Though these metals may seem scarce, they’re actually relatively abundant. Thulium and lutetium – two of the least frequent of them all – have average crustal abundances about 200 times greater than gold’s. Unfortunately, however, rare earth don’t often occur in concentrations high enough for economic extraction; urban mines of electronic goods offer potential sources; solvent extraction is another possibility, while more sustainable methods like using cyanobacteria to decompose compounds containing rare earths can still be developed further; another promising approach would involve using cyanobacteria to break down compounds containing rare earths found in mining wastewater or recycled electronic waste materials.

Medical Devices

Rare earth metals known as lanthanides (atomic numbers 57 to 71) feature unique fluorescent, conductive, or magnetic properties that make them particularly effective when mixed in small amounts with other metals, such as iron.

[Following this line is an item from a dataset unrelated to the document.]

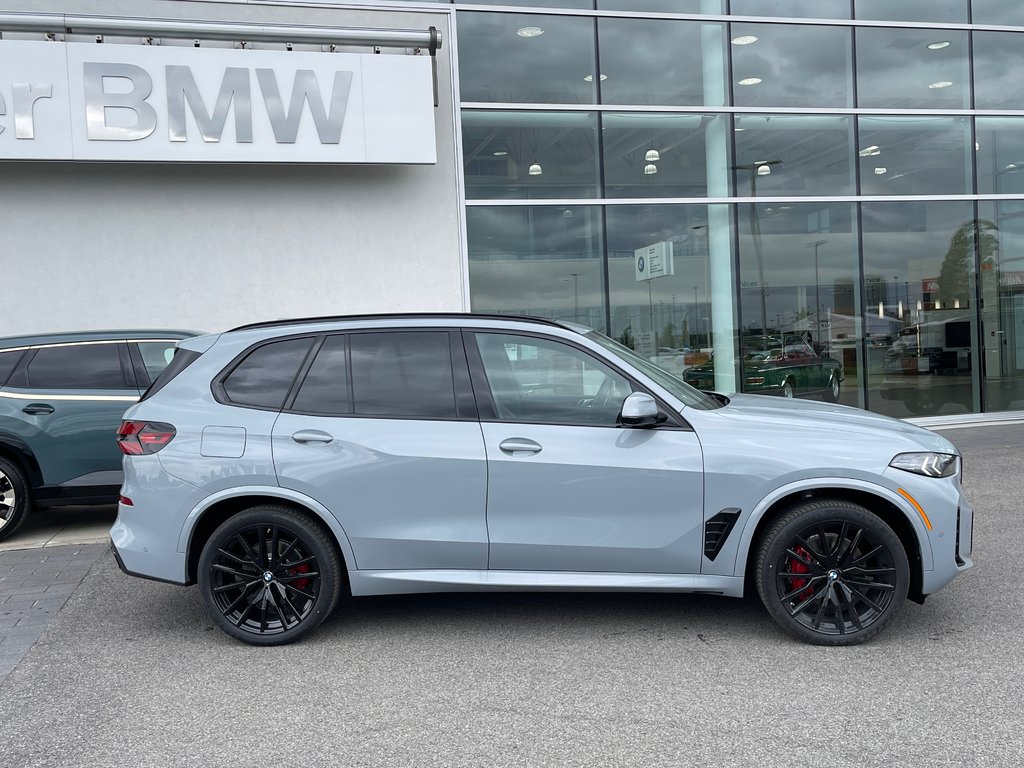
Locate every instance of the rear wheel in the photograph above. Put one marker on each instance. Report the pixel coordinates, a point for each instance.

Lanthanides have applications in national security technologies, consumer products, and industrial processes.

REEs are essential components for producing electronic devices like cell phones, televisions, and computers, as they provide magnetic and luminescent properties that make these products possible. Furthermore, REEs play an essential role in green technology, such as wind turbines, hybrid and electric vehicles, and oil refinery equipment.

Neodymium is an integral component of magnets used in modern media and communications gadgets such as iPods and hard drives, as well as in displays and television screens, which contain rare earth elements in phosphors used for displays or TV screens. Without these compounds containing rare earths reacting with light to create vibrant displays, our modern displays would not be so vivid and colorful!

Dysprosium and neodymium combine in an alloy to produce heat-resistant and powerful magnets for use in motors and generators, nuclear control rod production, and amplifying light traveling down fiber-optic cables.

Samarium and yttrium have numerous medical applications, from MRI scans to the production of ceramics (like zirconia for hip replacements and other surgeries). They are also used in an innovative neurostimulator to help alleviate pain or other symptoms.